The Retreating Japanese, to escape the incessant attacks of the British Indian regiment entered the swamps. It was a terrible time. The notes of that period show that there was occasional shooting all night long with cries of Japanese soldiers as they were attacked and eaten by the crocodiles. No exact figures are available, but the Guinness book records it as the single biggest crocodile attack on humans. It’s estimated that anything from 500-1000 Imperial army soldiers were devoured by the crocodiles. Bruce Stanley Wright has recorded that just about 20 Japanese army soldiers survived and were rescued and according to him up of 1000 Japanese soldiers were attacked and eaten by the crocodiles.

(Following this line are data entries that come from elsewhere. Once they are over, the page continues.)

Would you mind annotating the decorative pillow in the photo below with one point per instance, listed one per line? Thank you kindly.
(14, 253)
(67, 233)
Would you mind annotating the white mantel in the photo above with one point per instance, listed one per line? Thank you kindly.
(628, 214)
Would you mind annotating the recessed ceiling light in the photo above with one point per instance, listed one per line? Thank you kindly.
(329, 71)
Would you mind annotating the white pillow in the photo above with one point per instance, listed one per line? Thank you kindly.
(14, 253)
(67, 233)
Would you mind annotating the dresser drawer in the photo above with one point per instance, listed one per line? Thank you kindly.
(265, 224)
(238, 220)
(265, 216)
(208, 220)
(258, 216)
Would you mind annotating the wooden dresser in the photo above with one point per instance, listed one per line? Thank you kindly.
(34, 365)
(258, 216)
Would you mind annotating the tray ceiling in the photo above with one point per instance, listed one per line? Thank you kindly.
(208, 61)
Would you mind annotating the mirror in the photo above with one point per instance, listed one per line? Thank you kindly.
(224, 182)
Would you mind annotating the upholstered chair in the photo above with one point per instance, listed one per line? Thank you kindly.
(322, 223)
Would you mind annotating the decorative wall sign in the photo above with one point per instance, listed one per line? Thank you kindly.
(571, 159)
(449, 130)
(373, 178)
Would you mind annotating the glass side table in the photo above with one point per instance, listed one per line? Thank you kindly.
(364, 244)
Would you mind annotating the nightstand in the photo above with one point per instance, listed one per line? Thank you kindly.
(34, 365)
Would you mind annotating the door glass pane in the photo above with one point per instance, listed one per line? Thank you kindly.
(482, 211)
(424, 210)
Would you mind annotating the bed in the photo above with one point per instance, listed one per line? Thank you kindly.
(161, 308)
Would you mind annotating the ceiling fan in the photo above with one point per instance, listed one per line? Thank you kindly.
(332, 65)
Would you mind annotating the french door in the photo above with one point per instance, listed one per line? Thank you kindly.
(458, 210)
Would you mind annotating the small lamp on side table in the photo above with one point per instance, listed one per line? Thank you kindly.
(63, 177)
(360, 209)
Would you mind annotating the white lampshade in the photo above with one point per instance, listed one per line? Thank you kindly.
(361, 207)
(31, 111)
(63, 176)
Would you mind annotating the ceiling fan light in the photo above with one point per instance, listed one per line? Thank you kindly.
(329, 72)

Many historians debunk the tale of the massacre, but some facts do point to a veracity of the episode. However the only authentic source of the information of a crocodile attack would be the notes of Wright. Most soldiers who took part in the assault were illiterate and have expired long ago. All the same this narrative makes interesting reading. I do feel that there’s some truth in this episode and though the figure of one thousand soldiers being eaten, may be an exaggeration, Perhaps the figure could be close to 80-100.

The crocodile certainly inspires awe and I can visualize the plight of those Japanese soldiers that were literally between the devil and the deep-sea as they confronted the Indian troops and naval bombardment on one side and the crocodiles on the other side. This is what makes war history so interesting.